Cette ambiance solennelle, la lumière rouge martien dans une église moderne et la puissance de l'orgue emmenaient dans un sentiment de malaise diffus, proche des moments de flottement préparatoire d'un bon film d'épouvante, ou invitant à la méditation mystique indicible selon les penchants de l'auditeur. Les attitudes du public étaient diverses : des couples étaient enlacés les yeux clos comme de faux dormeurs, des passionnés scrutaient l'orgue tant qu'ils pouvaient, d'autres regardaient leurs pieds l'air grave ou vers le haut plafond, enfin certains exprimaient à voix haute leur profond ennui pendant les pauses (je ne comprends pas comment on peut mettre trente pions dans un concert pour dire cela, sans connaître ni avoir essayé avant surtout…). Pour ma part je me suis coulé sans difficulté dans ce set très contrôlé. Il est vrai qu'en fermant les paupières cela prenait encore une autre intensité, bien que l'atmosphère créée, déjà bien spéciale, me convenait mieux. Se présenta alors un titre construit sur un motif rapide en trois notes assez irritant au bout d'un moment, mais qui finissait par se fondre vers quelque chose de plus apaisé. Vous connaissez l'adage : quand un bruit vous agace, écoutez-le ! Après un final grave et puissant, les musiciens se placèrent devant le chœur pour saluer longuement sous de chauds applaudissements. Malgré un second salut, il n'y eut pas de rappel, ce qui était prévisible au bout d'une heure aussi exigeante. Les plus grands fans pouvaient retrouver l'artiste à la sortie, qui avait un petit stand de merch' à côté des ventes de Noël de la paroisse.

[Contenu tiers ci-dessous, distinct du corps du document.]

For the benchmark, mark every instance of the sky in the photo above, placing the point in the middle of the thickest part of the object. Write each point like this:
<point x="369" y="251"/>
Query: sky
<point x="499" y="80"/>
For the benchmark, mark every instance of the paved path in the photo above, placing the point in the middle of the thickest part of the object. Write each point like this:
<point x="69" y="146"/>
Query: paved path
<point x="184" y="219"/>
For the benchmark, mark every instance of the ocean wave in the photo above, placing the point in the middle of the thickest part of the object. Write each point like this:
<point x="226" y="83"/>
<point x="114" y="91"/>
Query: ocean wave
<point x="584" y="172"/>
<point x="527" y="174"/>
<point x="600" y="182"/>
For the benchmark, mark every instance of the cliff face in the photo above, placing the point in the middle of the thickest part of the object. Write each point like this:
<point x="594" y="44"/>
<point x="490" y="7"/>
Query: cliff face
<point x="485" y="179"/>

Je suis reparti assez vite après avoir salué quelques connaissances, il était encore tôt et j'ai voulu profiter de ce qu'on pouvait finalement avoir encore une bonne soirée à la maison. J'ignorais encore que la sérénité qui a caractérisé cette soirée était un privilège.


Ce report est dédié à tous les gens qui devaient assister aux concerts de Nantes et Paris et qui en ont été privés pour de fausses raisons.